The best and worst in Canada in 2016
Our annual Newsmakers issue highlights the year’s highlights, lowlights, major moments and most important people. Read our Newsmakers 2016 stories here, and read on to see which people, events and moments Maclean’s named as the best and worst of 2016 in Canada.
THE BEST
Sammy Kogvik
An Inuit man and Canadian Ranger, he led researchers to find HMS Terror, the second ship of Sir John Franklin’s doomed expedition. Kogvik spotted the ship’s mast years earlier while snowmobiling.
Chanie Wenjack
He died in 1966 at age 12, trying to get home from a residential school in northwestern Ontario; his story was commemorated this year through a multimedia project led by Gord Downie, which follows the Truth and Reconciliation Commission’s final report and the launch of an inquiry into missing and murdered Indigenous women.
MORE: Read Chanie’s story, as originally reported by Maclean’s in 1969
Peter Mansbridge
The longtime anchor of CBC’s The National finally announced his retirement: July 2017.
Homa Hoodfar
After 112 days in an Iranian prison, the Montreal prof was freed. She’d been arrested in Tehran while conducting research into women and Islam, and visiting family.
Al Jellicoe
The mayor of Tisdale, Sask., successfully scrapped his town’s slogan, “the land of rape and honey,” which referred to the town’s production of rapeseed. The new slogan, now replaced on its billboards, reads, “opportunity grows here.”
Const. Curtis Barrett
The RCMP officer was awarded the Star of Courage for his role in bringing down Parliament Hill shooter Michael Zehaf-Bibeau minutes after he shot and killed Cpl. Nathan Cirillo in 2014. Barrett’s identity was previously unknown.
THE WORST
Stéphane Dion
Canada’s foreign minister stood silently while his Chinese counterpart scolded a Canadian reporter for being “full of prejudice against China and arrogance.” The reporter had dared to ask about China’s human rights record.
Pierre Karl Péladeau
Family turmoil—he was in the midst of a divorce and custody battle with Quebec TV host Julie Snyder—prompted Péladeau to resign as leader of the Parti Québécois just one year after he took the job.
Robin Camp
In 2014, the Alberta judge asked an alleged rape victim why she didn’t “keep [her] knees together,” before he freed the accused. At a judicial hearing this year, he apologized to the complainant.
Rev. Gretta Vosper
A minister of the United Church in Toronto, Vosper disclosed she doesn’t believe in God, yet refused to resign. A Church committee recommended she be defrocked, but she held onto her role as an atheist minister.

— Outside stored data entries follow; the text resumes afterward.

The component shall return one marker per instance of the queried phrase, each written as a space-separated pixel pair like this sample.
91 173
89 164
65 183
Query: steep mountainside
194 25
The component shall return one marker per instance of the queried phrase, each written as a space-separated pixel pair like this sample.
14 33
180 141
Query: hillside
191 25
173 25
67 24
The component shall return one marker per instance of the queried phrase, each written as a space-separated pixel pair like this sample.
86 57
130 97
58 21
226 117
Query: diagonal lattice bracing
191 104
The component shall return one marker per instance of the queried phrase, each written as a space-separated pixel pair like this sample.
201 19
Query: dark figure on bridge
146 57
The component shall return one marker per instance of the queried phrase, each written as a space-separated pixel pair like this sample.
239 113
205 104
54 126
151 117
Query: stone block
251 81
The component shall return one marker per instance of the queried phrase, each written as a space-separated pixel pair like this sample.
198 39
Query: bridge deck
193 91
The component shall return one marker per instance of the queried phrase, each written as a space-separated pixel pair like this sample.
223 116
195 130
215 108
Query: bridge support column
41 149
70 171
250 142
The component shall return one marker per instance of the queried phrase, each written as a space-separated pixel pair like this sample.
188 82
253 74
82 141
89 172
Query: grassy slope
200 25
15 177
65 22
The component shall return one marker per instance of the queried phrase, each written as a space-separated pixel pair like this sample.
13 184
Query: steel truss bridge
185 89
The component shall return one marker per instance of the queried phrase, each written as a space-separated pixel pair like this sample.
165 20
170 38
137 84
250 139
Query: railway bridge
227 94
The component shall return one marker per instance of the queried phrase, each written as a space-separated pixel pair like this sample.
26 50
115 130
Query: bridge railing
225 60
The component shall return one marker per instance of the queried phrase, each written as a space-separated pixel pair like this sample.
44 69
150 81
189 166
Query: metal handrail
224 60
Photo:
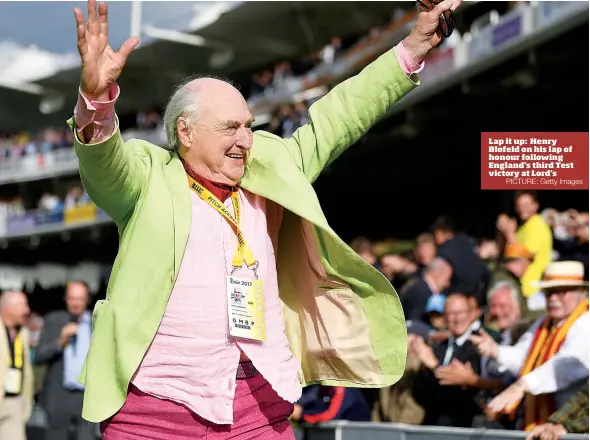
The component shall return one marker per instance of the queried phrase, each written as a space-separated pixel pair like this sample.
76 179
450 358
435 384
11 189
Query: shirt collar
465 336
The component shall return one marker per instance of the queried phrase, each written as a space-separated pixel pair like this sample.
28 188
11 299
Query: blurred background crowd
466 263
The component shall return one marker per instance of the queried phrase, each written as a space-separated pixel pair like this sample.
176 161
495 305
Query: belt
246 370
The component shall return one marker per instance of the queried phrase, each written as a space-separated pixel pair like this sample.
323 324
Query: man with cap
516 260
552 357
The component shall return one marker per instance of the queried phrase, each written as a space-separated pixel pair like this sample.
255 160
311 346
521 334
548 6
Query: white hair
502 285
185 102
8 297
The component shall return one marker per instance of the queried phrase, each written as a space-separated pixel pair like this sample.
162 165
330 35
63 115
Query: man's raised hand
101 66
426 33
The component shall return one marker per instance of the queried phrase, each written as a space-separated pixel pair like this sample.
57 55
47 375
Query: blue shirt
75 353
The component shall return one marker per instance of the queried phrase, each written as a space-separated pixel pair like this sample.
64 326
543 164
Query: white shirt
567 367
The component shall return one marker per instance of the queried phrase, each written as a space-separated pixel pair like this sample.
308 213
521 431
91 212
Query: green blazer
343 318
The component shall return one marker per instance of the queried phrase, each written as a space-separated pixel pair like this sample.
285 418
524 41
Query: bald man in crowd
16 375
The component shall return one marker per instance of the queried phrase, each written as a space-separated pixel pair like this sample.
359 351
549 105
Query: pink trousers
259 413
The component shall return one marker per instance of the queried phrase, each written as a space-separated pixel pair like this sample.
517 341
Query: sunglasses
446 22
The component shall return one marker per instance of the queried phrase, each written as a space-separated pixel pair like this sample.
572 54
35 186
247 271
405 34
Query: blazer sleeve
347 112
113 173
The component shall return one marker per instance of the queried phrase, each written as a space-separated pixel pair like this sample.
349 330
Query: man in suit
415 294
230 290
16 374
62 349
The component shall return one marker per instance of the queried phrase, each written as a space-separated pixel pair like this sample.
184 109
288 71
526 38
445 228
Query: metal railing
344 430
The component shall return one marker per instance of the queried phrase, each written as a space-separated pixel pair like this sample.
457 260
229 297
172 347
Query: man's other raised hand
101 66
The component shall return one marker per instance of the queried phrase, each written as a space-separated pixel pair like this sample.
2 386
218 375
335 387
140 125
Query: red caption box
534 160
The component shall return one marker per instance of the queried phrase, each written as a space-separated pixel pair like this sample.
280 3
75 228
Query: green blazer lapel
181 206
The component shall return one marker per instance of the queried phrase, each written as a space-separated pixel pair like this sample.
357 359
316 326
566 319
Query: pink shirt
192 360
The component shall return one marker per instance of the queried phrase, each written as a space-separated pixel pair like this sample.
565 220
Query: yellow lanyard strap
243 251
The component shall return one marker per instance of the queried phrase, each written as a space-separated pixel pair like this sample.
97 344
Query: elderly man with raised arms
230 291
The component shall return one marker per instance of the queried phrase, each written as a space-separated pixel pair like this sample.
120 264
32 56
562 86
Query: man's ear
184 132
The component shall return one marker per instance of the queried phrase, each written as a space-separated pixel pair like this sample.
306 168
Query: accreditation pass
245 308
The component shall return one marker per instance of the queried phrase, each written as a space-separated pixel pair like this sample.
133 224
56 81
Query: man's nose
244 138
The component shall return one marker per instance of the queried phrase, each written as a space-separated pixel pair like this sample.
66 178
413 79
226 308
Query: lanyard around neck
243 252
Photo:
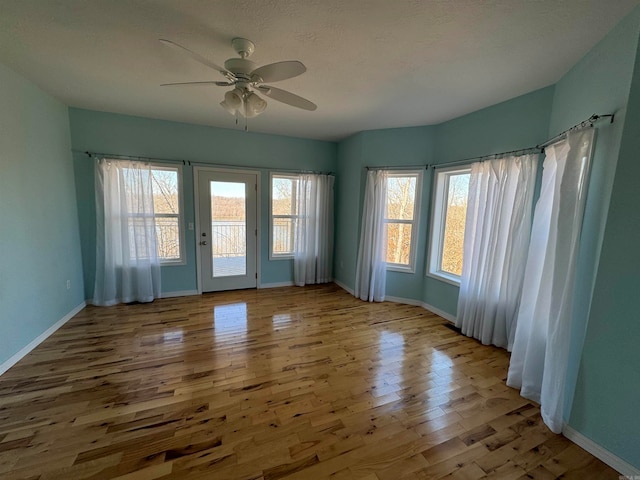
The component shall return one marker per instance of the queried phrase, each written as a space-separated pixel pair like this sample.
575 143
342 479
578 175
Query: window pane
401 193
282 191
283 236
165 191
228 228
398 243
455 217
168 235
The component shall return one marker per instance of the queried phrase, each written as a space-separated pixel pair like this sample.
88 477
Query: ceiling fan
242 74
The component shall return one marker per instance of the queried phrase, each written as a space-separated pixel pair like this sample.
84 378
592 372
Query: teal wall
398 147
517 123
39 241
521 122
127 135
347 210
607 397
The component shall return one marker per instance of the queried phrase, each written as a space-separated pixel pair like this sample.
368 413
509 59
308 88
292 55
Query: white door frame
196 199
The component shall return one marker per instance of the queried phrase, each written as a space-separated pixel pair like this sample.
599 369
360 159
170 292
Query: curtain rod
521 151
397 167
538 148
588 122
192 164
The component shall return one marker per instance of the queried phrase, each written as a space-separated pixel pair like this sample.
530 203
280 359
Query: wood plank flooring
287 383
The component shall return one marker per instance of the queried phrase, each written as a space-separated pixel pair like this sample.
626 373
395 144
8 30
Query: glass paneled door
227 236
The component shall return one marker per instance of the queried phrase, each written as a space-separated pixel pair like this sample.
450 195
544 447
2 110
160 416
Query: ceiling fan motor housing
240 66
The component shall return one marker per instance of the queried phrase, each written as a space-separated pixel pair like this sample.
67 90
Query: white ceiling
371 63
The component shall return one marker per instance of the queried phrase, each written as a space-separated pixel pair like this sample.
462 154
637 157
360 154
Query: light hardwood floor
295 383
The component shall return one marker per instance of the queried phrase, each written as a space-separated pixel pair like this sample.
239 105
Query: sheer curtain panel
313 245
543 333
127 264
371 269
496 239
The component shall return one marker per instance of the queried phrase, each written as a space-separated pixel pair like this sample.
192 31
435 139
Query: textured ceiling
371 63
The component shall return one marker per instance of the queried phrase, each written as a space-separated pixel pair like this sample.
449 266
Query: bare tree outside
456 215
283 211
167 212
401 194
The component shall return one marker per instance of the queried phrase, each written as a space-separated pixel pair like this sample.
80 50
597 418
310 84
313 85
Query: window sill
280 257
177 263
400 269
443 277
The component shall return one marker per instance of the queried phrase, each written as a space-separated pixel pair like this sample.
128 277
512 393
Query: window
401 219
283 215
166 187
448 218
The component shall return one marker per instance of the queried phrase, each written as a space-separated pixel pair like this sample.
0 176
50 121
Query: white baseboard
15 358
426 306
437 311
600 452
404 301
182 293
343 286
276 285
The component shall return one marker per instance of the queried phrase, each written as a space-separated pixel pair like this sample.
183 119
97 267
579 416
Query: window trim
291 176
436 227
415 223
181 230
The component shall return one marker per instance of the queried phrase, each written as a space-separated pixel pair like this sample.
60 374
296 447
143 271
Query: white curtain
313 245
371 269
543 333
496 240
127 264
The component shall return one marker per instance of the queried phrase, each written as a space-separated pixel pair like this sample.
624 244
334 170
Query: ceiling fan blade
198 58
196 84
275 72
287 97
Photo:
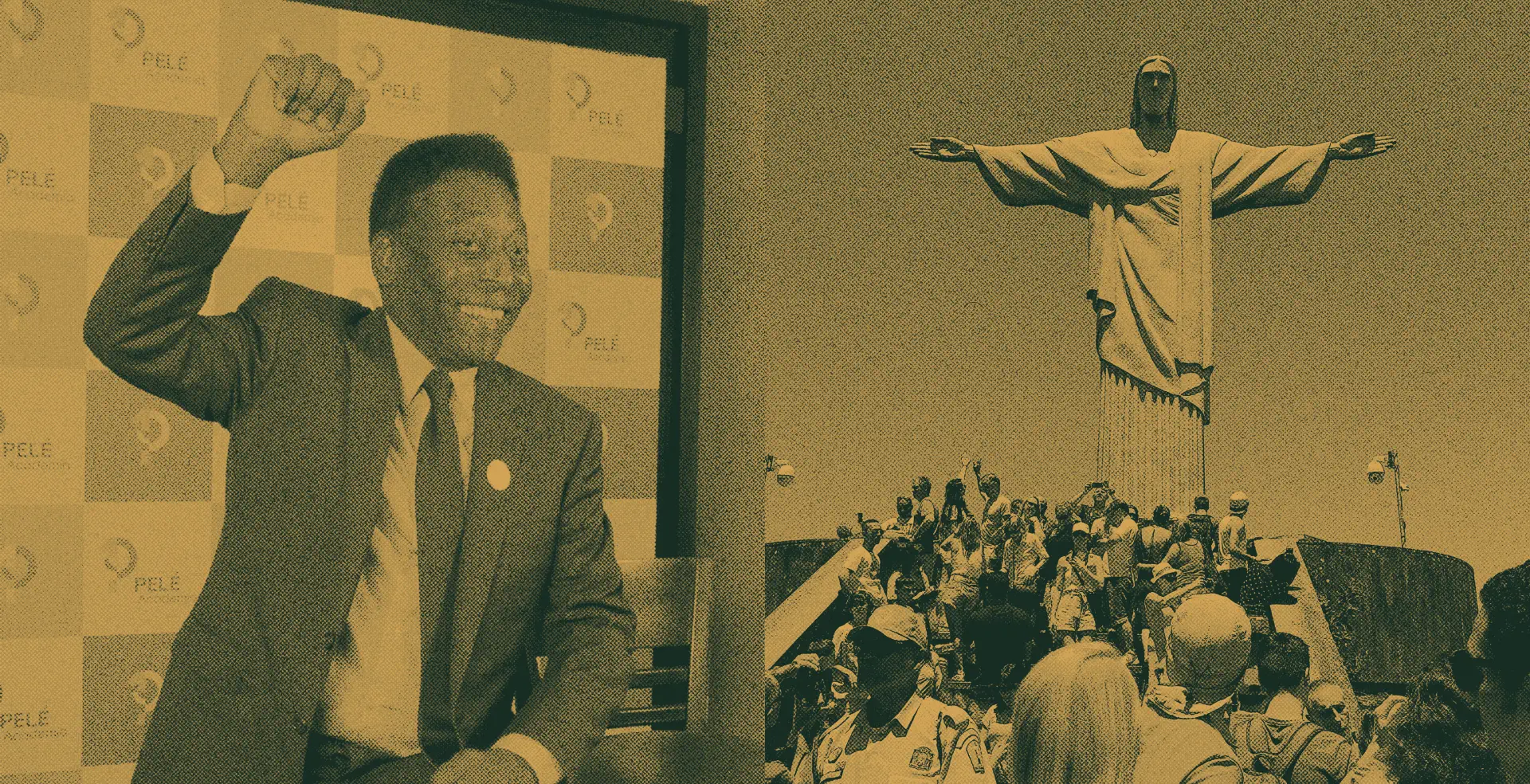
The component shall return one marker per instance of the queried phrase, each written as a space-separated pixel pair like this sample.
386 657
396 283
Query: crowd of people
1007 645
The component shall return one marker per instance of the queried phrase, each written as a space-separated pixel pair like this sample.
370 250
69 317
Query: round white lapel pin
497 475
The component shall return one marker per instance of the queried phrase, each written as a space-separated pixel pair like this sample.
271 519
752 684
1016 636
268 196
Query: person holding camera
964 567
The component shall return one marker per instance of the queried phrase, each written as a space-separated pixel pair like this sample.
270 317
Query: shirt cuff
213 194
536 755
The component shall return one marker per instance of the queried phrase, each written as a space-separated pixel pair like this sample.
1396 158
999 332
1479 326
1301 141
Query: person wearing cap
994 521
1159 606
861 607
1327 709
1079 573
1185 725
1203 529
899 734
1232 547
1117 536
903 526
1280 732
1024 555
1495 669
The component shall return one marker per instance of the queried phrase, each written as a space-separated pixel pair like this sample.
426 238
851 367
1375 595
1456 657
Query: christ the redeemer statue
1151 192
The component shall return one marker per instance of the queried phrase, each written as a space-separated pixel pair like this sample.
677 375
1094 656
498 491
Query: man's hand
485 766
1360 146
944 149
294 106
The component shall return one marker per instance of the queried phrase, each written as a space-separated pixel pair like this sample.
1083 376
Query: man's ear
384 259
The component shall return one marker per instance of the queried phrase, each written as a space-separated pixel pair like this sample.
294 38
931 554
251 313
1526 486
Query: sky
912 319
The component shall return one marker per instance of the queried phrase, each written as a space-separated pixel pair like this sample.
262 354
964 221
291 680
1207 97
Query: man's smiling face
455 274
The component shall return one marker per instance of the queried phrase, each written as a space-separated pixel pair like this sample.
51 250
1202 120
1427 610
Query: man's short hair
1506 602
421 163
1284 664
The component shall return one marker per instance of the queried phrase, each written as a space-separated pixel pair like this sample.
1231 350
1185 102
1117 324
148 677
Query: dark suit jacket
306 386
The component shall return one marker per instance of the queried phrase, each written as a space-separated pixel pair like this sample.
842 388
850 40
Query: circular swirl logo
128 26
577 89
22 294
121 558
152 431
600 214
146 686
25 564
156 169
34 22
574 317
500 83
369 60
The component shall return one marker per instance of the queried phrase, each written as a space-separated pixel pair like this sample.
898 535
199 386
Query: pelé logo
22 294
128 26
29 26
19 567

The departure of Wayne Smith
Statistics Canada’s chief statistician resigned on principle in September, saying the federal government’s tech support system has compromised the agency’s independence. He was the second chief statistician in a row to resign from the job.
The treatment of Adam Capay
He spent 1,560 days in solitary confinement without a trial, a predicament the United Nations considers torture. Amid his lack of human contact, the now-23-year-old harmed himself in his cell and began losing his ability to speak. Weeks after his case made national headlines in November, he remained in isolation, with no end in sight.
CANADA IN 2016, BY THE NUMBERS
$220,000
How much two Liberal PMO staffers, Katie Telford and Gerald Butts, expensed to move from Toronto to Ottawa. They repaid $65,000.
80,000+
Number of federal civil servants who had trouble getting paid as Ottawa rolled out the new Phoenix payroll system. It could cost more than $50 million to fix.
13
The number of Canadians being hospitalized each day due to opioid overdoses, according to a November report.